Gary CUNNINGHAM, et al., Appellants,
v.
James A. HALEY, et al., Appellees.

No. 86-161.

District Court of Appeal of Florida, Fifth District.

December 31, 1986.
Rehearing Denied January 30, 1987.

*650 Edward J. Richardson of Saxon & Richardson, P.A., Melbourne, for appellants.

Ralph Geilich, Melbourne, for appellees.

COWART, Judge.

This case involves the effect of the Marketable Record Title Act (Ch. 712, Fla. Stat.) on land use restrictions.
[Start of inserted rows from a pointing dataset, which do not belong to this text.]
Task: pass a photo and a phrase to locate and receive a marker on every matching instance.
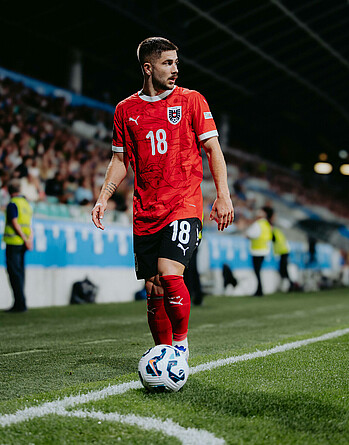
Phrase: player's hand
(98, 214)
(222, 212)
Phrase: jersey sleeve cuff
(118, 149)
(207, 135)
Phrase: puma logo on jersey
(133, 120)
(172, 300)
(183, 248)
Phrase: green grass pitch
(298, 396)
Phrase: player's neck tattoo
(110, 188)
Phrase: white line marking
(58, 406)
(29, 351)
(282, 348)
(96, 342)
(188, 436)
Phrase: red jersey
(161, 136)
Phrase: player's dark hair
(153, 46)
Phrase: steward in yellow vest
(11, 236)
(260, 235)
(18, 239)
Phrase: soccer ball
(163, 368)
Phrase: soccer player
(159, 131)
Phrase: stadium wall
(66, 251)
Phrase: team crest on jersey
(174, 114)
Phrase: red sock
(177, 304)
(158, 321)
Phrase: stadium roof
(278, 68)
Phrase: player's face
(165, 71)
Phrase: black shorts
(177, 241)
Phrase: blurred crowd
(60, 153)
(39, 146)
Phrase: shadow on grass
(298, 412)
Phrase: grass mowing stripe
(282, 348)
(188, 436)
(58, 406)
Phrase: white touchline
(59, 406)
(188, 436)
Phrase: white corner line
(188, 436)
(59, 406)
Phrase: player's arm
(222, 209)
(115, 174)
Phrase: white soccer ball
(163, 368)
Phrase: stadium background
(276, 77)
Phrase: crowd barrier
(67, 251)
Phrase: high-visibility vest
(262, 242)
(24, 220)
(280, 244)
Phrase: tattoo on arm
(110, 188)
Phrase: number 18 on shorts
(177, 241)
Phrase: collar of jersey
(156, 98)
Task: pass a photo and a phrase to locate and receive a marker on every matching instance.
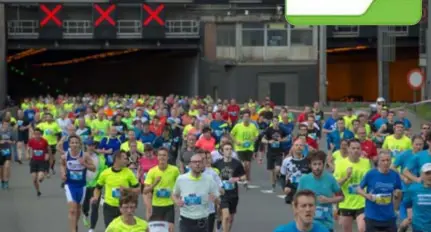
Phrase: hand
(370, 197)
(211, 197)
(323, 199)
(234, 179)
(406, 222)
(179, 203)
(82, 161)
(63, 176)
(93, 200)
(349, 172)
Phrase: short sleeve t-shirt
(162, 192)
(381, 186)
(112, 180)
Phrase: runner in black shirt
(231, 171)
(273, 136)
(23, 126)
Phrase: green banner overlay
(380, 12)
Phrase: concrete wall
(242, 82)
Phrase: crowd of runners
(193, 154)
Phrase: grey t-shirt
(6, 135)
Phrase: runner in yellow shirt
(128, 222)
(51, 132)
(244, 135)
(398, 142)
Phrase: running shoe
(85, 221)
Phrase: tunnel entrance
(155, 72)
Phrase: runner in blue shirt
(380, 183)
(325, 186)
(418, 197)
(304, 209)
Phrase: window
(301, 36)
(276, 34)
(226, 35)
(253, 34)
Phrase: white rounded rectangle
(327, 7)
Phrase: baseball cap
(426, 167)
(89, 142)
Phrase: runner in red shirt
(39, 158)
(233, 111)
(369, 149)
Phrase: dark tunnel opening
(157, 72)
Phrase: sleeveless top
(75, 172)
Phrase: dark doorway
(277, 92)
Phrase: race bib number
(76, 175)
(167, 145)
(163, 193)
(227, 185)
(193, 199)
(321, 212)
(38, 153)
(275, 145)
(5, 152)
(109, 159)
(383, 199)
(246, 144)
(116, 193)
(48, 132)
(158, 226)
(352, 188)
(218, 133)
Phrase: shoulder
(291, 226)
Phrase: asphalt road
(22, 211)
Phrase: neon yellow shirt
(118, 225)
(163, 190)
(397, 146)
(113, 180)
(50, 131)
(245, 136)
(125, 146)
(351, 199)
(101, 126)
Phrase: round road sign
(415, 79)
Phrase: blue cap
(89, 141)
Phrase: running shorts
(38, 166)
(75, 194)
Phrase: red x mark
(154, 15)
(104, 14)
(50, 15)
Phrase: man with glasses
(128, 221)
(193, 193)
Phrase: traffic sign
(415, 79)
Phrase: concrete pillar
(3, 53)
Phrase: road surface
(22, 211)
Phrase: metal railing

In a certain place in south Brevard County, a state road (formerly 140, now A1A) runs north and south roughly parallel with the Atlantic Ocean and about 270 feet west of the barrier dune along the ocean beach. In 1943 about 1400 feet of this strip of land between the state road and the ocean was subdivided into fourteen numbered lots each about 100 feet wide numbered from 24 on the north end to 37 on the south end and named First Addition to Ocean Park (Plat Book 9, page 25). In 1944 and 1945, in deeds conveying the fourteen lots, the subdivider placed restrictive covenants restricting the use of each lot to a dwelling (or duplex) and garage. Lots 28, 29 and 30, 32, 33, and 35 now contain five residential dwellings. A realty office has been operated on lot 36 since March, 1971. Lots 24, 25, 26, 27, 31, 34, and 37 are yet unimproved. About 1978 the area to the north and south and west of these fourteen lots commenced being developed into motels, condominiums, realty offices, service stations, banking facilities, and fast food establishments.

In 1978 the then owner (Haley, etc.) of the northernmost four lots (lots 24-27) brought an action, naming the owners of the remaining lots and seeking a declaration that the restrictive covenants were no longer valid. Mr. and Mrs. Acopian, who owned, and still own, a nice seasonally occupied home on lot 28, objected. The trial court found that past and continuing changes in the area of this property since the imposition of the restriction had frustrated the intent and purpose of the original subdivider and rendered the continued enforcement of the restrictions inequitable and held the restrictions no longer valid. This court reversed that determination in Acopian v. Haley, 387 So. 2d 999 (Fla. 5th DCA 1980), rev. denied, 392 So. 2d 1375 (Fla. 1981).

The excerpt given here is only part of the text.